La CNV repose sur une pratique du langage qui renforce notre aptitude à conserver nos qualités de cœur, même dans des conditions éprouvantes. Son objectif est de nous rappeler ce qui fait la valeur profonde des interactions humaines et de nous aider à les vivre avec cette conscience, de reconsidérer la façon dont nous nous exprimons et dont nous entendons l’autre. Les mots ne sont plus des réactions routinières et automatiques, mais deviennent des réponses réfléchies, émanant d’une prise de conscience de nos perceptions, de nos émotions et de nos désirs, portant sur l’autre un regard empreint de respect et d’empathie. Nous sommes à l’écoute de nos besoins les plus profonds et de ceux de l’autre.
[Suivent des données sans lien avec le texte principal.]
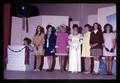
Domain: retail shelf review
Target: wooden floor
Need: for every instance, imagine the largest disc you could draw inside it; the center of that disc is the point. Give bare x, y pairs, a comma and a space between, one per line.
56, 74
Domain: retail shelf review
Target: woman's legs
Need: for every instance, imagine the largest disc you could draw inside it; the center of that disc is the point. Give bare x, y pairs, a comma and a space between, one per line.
96, 64
50, 62
38, 61
87, 64
60, 62
109, 64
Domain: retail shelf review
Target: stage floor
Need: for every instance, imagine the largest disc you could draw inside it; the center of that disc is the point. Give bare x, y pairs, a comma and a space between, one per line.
56, 74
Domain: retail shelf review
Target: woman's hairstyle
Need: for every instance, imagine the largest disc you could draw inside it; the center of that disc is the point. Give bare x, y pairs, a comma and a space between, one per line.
90, 28
75, 26
41, 30
79, 29
68, 29
53, 28
105, 30
99, 26
28, 40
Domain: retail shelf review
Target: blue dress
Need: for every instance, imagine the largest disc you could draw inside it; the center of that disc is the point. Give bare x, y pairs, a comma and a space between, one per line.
49, 45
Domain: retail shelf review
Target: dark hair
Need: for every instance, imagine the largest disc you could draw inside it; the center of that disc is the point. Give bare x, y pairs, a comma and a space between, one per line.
79, 29
53, 28
75, 26
111, 28
68, 29
89, 27
41, 30
99, 26
28, 40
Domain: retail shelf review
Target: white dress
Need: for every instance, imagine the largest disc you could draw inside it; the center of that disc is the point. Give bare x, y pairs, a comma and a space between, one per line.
108, 42
75, 42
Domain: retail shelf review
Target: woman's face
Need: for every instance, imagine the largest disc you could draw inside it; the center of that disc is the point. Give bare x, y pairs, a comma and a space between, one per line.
38, 29
50, 29
63, 29
25, 42
87, 29
108, 28
75, 29
95, 26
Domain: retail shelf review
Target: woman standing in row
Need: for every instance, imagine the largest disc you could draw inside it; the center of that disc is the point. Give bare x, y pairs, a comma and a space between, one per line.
109, 46
86, 48
49, 46
96, 43
61, 46
38, 42
75, 41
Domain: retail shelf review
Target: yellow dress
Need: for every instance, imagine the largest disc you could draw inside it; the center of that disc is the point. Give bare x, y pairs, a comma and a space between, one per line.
86, 45
38, 42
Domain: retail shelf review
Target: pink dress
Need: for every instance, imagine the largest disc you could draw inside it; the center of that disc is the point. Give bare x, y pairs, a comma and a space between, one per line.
108, 41
61, 44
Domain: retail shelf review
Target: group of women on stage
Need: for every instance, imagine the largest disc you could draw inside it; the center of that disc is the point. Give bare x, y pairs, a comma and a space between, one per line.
92, 43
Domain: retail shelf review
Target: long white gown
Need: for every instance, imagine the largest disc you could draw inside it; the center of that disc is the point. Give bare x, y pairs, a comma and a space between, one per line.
75, 42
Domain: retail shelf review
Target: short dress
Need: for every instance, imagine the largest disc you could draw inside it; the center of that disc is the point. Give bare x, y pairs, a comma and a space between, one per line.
62, 44
49, 45
38, 42
108, 42
96, 38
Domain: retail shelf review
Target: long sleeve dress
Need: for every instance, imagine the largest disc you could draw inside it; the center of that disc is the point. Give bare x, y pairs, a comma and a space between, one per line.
38, 42
86, 45
75, 42
49, 45
61, 44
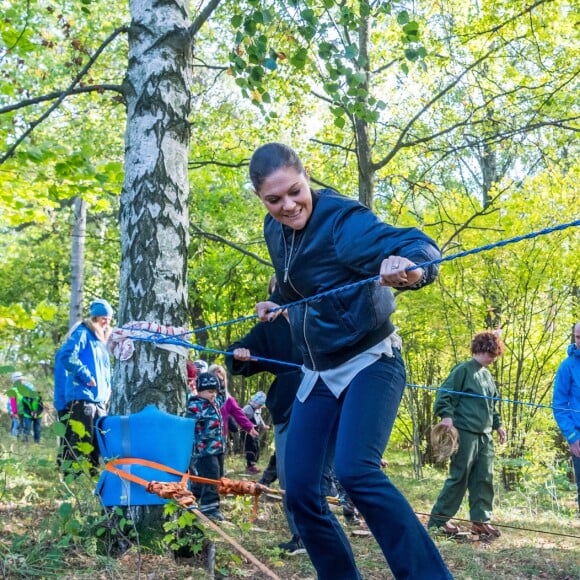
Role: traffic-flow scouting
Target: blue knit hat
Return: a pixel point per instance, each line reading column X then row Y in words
column 100, row 307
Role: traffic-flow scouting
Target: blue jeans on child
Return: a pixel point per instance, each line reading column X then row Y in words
column 360, row 422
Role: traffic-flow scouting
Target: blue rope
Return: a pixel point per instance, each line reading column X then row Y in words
column 499, row 399
column 424, row 265
column 180, row 342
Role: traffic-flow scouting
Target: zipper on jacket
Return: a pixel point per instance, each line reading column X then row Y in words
column 288, row 255
column 287, row 280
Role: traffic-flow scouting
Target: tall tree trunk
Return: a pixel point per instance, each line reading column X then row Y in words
column 154, row 201
column 361, row 126
column 77, row 262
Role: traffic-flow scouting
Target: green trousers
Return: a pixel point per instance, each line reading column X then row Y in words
column 471, row 468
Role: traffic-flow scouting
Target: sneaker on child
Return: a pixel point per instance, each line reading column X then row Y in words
column 293, row 547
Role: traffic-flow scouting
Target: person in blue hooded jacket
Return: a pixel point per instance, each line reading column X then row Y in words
column 86, row 360
column 354, row 376
column 566, row 402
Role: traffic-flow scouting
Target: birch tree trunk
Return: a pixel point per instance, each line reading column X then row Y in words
column 154, row 201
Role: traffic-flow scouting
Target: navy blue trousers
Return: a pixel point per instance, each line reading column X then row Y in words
column 356, row 428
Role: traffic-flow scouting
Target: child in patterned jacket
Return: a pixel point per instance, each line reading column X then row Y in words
column 209, row 442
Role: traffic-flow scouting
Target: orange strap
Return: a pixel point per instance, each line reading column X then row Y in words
column 179, row 491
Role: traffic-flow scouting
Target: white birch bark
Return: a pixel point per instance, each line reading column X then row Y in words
column 154, row 201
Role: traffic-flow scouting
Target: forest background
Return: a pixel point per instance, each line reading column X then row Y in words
column 125, row 134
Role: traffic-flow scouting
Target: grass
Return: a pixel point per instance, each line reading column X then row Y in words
column 56, row 529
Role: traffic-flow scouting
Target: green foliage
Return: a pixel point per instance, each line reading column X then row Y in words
column 183, row 534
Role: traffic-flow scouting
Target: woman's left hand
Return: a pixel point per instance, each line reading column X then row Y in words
column 394, row 272
column 263, row 310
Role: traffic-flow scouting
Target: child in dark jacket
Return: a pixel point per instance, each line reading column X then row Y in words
column 209, row 442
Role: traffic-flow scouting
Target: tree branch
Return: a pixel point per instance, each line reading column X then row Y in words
column 57, row 94
column 202, row 17
column 64, row 94
column 219, row 239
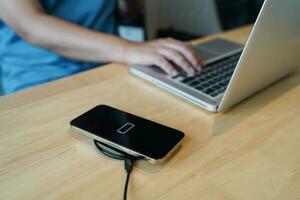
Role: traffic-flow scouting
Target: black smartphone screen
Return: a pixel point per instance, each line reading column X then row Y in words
column 127, row 130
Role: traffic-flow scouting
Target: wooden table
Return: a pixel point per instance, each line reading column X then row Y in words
column 250, row 152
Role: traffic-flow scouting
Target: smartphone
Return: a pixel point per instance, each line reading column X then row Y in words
column 129, row 133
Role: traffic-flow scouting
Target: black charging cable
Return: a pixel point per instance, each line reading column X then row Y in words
column 119, row 155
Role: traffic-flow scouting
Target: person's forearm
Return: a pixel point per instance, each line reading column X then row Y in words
column 75, row 42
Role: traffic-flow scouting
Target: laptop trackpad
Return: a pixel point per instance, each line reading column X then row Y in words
column 216, row 47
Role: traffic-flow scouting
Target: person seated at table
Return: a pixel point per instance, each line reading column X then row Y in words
column 46, row 40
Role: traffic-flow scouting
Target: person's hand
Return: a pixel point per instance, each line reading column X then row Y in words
column 165, row 53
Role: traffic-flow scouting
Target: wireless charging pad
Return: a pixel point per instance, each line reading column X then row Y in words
column 113, row 152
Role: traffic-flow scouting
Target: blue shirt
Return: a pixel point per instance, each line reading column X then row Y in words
column 24, row 65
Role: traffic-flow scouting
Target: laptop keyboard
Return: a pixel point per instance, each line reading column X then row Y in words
column 214, row 78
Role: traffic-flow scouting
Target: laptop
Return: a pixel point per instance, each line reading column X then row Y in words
column 234, row 72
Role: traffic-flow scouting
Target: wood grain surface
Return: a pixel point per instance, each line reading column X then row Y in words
column 250, row 152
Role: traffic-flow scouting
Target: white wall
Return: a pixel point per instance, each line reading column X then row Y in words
column 194, row 16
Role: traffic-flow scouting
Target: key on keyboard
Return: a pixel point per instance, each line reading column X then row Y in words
column 214, row 78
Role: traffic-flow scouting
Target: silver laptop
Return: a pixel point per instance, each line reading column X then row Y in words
column 234, row 72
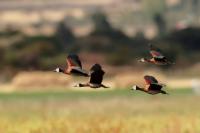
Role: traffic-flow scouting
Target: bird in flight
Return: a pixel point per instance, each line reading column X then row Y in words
column 96, row 78
column 73, row 67
column 152, row 86
column 156, row 58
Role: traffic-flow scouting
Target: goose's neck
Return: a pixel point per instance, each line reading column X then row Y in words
column 141, row 89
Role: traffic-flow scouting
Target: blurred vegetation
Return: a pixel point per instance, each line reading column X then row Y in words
column 44, row 52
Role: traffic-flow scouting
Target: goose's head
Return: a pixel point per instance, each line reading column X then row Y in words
column 142, row 60
column 134, row 88
column 58, row 70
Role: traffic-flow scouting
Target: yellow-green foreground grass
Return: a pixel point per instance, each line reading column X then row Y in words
column 99, row 112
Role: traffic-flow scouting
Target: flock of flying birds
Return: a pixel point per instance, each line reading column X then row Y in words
column 152, row 86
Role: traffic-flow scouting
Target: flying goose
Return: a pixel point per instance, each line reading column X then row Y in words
column 74, row 66
column 157, row 58
column 152, row 86
column 96, row 78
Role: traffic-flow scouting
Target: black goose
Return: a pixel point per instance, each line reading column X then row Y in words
column 96, row 78
column 152, row 86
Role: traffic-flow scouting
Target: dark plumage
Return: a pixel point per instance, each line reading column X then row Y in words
column 96, row 78
column 152, row 86
column 157, row 57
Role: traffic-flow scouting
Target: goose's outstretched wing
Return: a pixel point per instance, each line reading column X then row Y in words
column 150, row 80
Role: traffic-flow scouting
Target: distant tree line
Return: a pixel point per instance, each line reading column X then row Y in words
column 45, row 52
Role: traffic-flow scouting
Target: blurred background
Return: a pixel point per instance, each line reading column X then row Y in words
column 36, row 37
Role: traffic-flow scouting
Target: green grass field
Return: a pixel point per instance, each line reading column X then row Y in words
column 111, row 111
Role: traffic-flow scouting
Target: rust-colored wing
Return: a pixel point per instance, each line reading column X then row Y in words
column 73, row 61
column 150, row 80
column 155, row 52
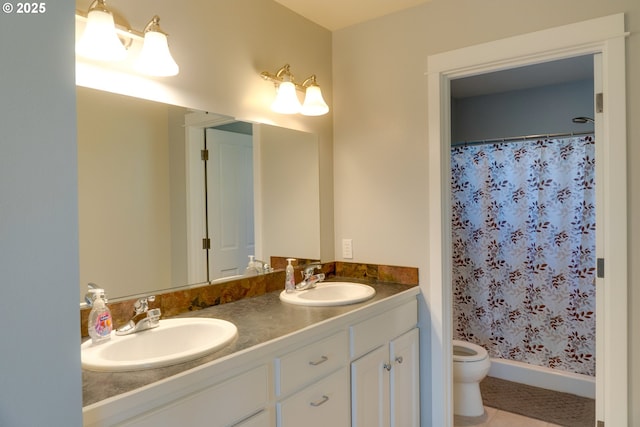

La CNV , au lieu de critiquer et de juger nous invite à être attentifs à ce que nous observons, ressentons et désirons pour découvrir l’ampleur de notre propre bonté naturelle. Elle privilège la qualité de l’écoute de soi et de l’autre avec respect, attention et empathie.

 

10.Démarche. Question : a) « Sommes-nous conscients des souffrances, des incompréhensions causées par une manière ordinaire de communiquer ? b) « Avons-nous le désir authentique de mettre en place une communication empathique, bienveillante, dans la compréhension de soi et de l’autre ? »
Avec la CNV nous apprenons à définir et à formuler clairement ce que nous souhaitons dans une situation donnée. Cette démarche, pour élémentaire qu’elle paresse, est un puissant moyen de transformation. En se libérant de nos vieux schémas de défense, de retraite ou d’attaque nous sommes amenés à une perception neuve de nous-mêmes et des autres, mais aussi de nos intentions et de nos relations.

Lorsque une personne ou un groupe fait quelque chose qui ne correspond pas à nos valeurs, on a la réaction spontanée à donner des jugements, à évaluer, à critiquer. Alors que nous pourrions simplement dire ce que nous observons, ce que nous ressentons, ce que nous pensons, ce que nous désirons. Tout cela exclut tout jugement. Je prend toute la responsabilité sur moi. C’est une autre forme de langage qui s’impose à nous si voulons que les relations humaines expriment de la bienveillance et pas de la violence.

11.Pourquoi notre manière de communiquer, parfois, nous met  face à des obstacles, à des tensions et donc à des incompréhensions ?  La réponse est immédiate : Nous avons une méconnaissance de soi, de notre manière de fonctionner, d’être conscient des effets de nos comportements, de notre manière de communiquer et donc méconnaissance de l’autre. Nous sommes ignorants de tout ce qui concerne notre monde intérieur, nos sentiments, nos émotions, nos désirs, nos pensées. On attribue la responsabilité de nos sentiments aux autres  en créant sentiments de culpabilité. C’est encore le jugement notre réaction immédiate aux événements de la vie. C’est comme si, sur le plan psychique, on est dominé par tout ce en quoi on est identifié. Il y a la nécessité de rechercher en nous un point stable qui puisse être notre centre, notre centre de conscience, qui a la capacité d’observer, de voir clairement et diriger les différentes parties de nous-mêmes qui  ont besoin d’être harmonisées. C’est un travail qui se fait dans le silence et qui demande de l’attention, la présence à soi-même, la capacité d’être à l’écoute.

 

Franco Salvini.

 

Des livres de références :

1. Marshall B. Rosemberg, LES MOTS SONT DES FENETRES, Ed. La Découverte, Paris, 1999, 2002, 2005.
2. Yhomas D’Ansembourg, CESSEZ D’ETRE GENTIL SOYEZ VRAI!, Les éditions de l’homme, (Montréal, Québec) 2001.
3. Marshall B. Rosemberg, LA COMMUNICATION NON-VIOLENTE au quotidien, Jouvence éditions (Genève) 2003.
4. Marshall B. Rosemberg, NOUS ARRIVERONS A NOUS ENTENDRE!, Jouvence éditions, 2005.